Fokussieren: so wichtig.
»Hättest du den kleinen Gangster am Leben gelassen, dann hätte er sich für dich umhören können«, sagte Storm. »Das wäre effektiver gewesen, als ihn zu foltern und umzubringen.«
»Du hörst dich schon an wie Rosco«, knurrte ich. »Ist doch nicht meine Schuld, dass der Kerl meine Fragen nicht beantworten konnte.«
»Seine aber auch nicht.«
»Wenn er mir Antworten hätte geben können … Okay, auch dann hätte er sterben müssen.« Ich seufzte. »Das Leben ist nun mal nicht fair. Ich würde ja gern sagen, dass es mir leid tut, aber warum soll ich lügen? Gönn mir doch auch mal etwas Spaß.«
Jetzt, wo ich die hingeschmierte Drohbotschaft an unserem Wettbüro sah, tat es mir höchstens leid, dass mein Opfer bereits tot war. Die Erinnerung an die Befriedigung, die grelle Todesangst in seinen Augen aufsteigen zu sehen, begann bereits, sich zu verflüchtigen.
Sollte die Leiche irgendwann wieder auftauchen, würde Rosco das Gerücht verbreiten lassen, dass er selbst den kleinen Pisser so übel zugerichtet hatte.
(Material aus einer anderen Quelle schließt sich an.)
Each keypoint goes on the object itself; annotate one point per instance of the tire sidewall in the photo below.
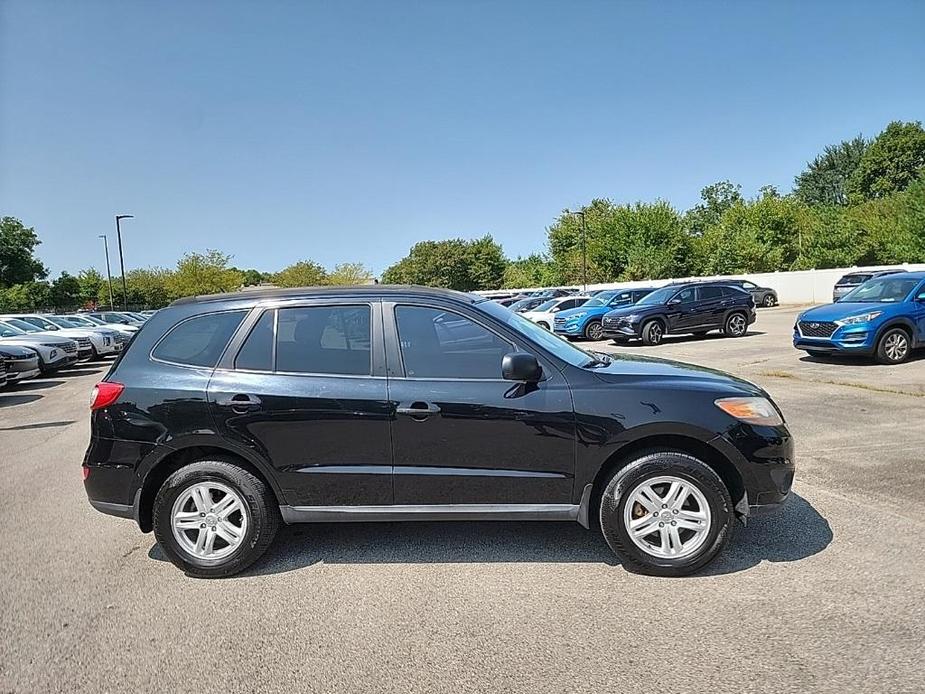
(615, 498)
(881, 347)
(259, 522)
Nicht alle würden es glauben.
Unsere Rollen bei den Wölfen waren festgelegt: Rosco kümmerte sich ums Grobe, ich galt als der smarte Stratege, mit dem andere Bosse bereitwillig über Millionendeals verhandelten. Es war wichtig, dass sie mich unterschätzten, weil ich so nett lächeln konnte.
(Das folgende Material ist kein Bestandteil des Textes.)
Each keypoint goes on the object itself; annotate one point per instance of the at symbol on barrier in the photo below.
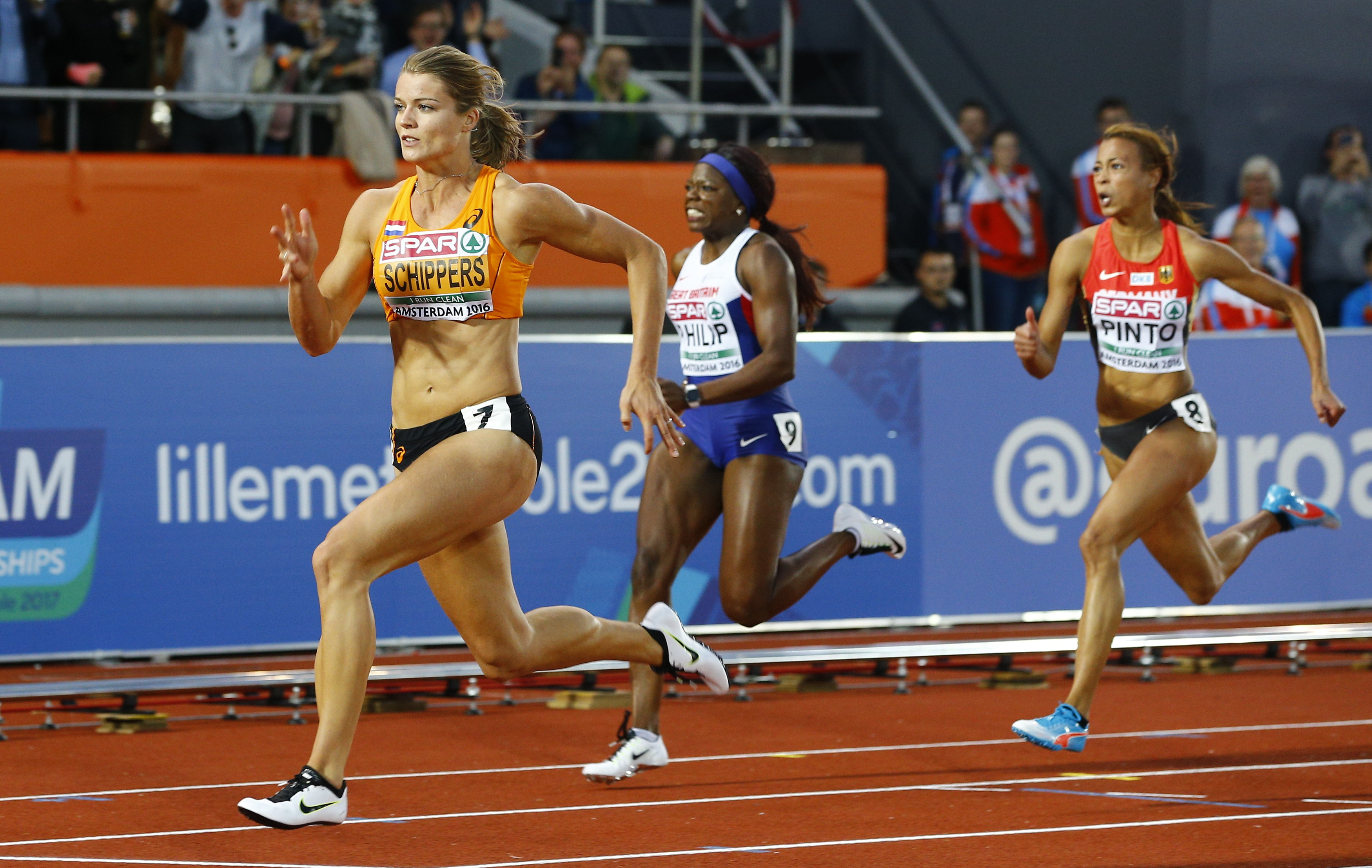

Doch in der Steenporter Unterwelt wurde bereits über mich getuschelt. Mit den Frauen hatte es angefangen. Manche von ihnen, die ich benutzt hatte – mit ihrem Einverständnis, wohlgemerkt – waren anschließend so entsetzt über das gewesen, was sie mit sich hatten machen lassen, dass sie unbedingt darüber reden mussten. Also redeten sie. Mit einem Therapeuten, mit ihrer besten Freundin, ihrem Zuhälter oder dem Friseur. Das störte mich nicht. Ich machte jeder Frau von Beginn an klar, dass sie entweder die totale Kontrolle an mich abzugeben hatte oder sich gleich wieder verkrümeln konnte. Halbe Sachen gab es bei mir nicht. Von mir aus konnten sich die Bewohner Steenports die Mäuler über meine sexuellen Vorlieben zerreißen.
Aber es wäre fatal, wenn sich herumsprechen würde, dass ich immer unzurechnungsfähiger und gefährlicher wurde.
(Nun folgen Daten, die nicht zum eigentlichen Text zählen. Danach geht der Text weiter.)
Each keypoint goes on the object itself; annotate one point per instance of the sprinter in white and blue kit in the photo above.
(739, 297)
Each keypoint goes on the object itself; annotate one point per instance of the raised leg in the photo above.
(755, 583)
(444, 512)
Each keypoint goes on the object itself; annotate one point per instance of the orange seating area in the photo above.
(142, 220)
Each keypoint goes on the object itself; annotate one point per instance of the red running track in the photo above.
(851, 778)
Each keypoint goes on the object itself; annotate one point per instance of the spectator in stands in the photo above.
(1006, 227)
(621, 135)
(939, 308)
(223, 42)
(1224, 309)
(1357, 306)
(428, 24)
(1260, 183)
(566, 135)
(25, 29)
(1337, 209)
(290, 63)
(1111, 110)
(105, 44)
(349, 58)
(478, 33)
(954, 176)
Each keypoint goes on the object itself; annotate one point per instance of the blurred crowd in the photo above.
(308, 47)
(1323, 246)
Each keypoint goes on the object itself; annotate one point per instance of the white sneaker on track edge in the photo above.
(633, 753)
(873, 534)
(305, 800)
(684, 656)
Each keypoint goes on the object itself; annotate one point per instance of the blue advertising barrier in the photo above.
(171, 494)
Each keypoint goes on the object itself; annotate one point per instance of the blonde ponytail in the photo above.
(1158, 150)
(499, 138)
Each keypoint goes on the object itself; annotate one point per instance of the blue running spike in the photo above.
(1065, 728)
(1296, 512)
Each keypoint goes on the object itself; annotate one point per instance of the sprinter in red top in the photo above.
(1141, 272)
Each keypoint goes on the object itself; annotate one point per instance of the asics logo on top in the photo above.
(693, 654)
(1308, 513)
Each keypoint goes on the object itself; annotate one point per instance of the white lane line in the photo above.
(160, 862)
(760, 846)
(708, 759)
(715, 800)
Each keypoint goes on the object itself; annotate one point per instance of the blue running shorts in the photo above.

Vor einer Woche hatte ich einen unserer Fahrer auseinandergenommen, weil er sich mit dem Waffentransporter um eine halbe Stunde verspätet hatte. Ich hasste nichts mehr, als wenn man mich am vereinbarten Treffpunkt warten ließ. Vielleicht hatte ich es mit meiner Maßregelung ein wenig übertrieben. Rosco hätte die Angelegenheit mit kühlem Kopf gehandhabt, und wir müssten uns jetzt nicht nach einem neuen Fahrer umschauen. Mein Freund war deswegen immer noch sauer auf mich. Am darauffolgenden Tag hatte er Storm abkommandiert, mir auf Schritt und Tritt zu folgen.
Immerhin hatte ich noch keine Frau getötet. Aber auch das war nur eine Frage der Zeit.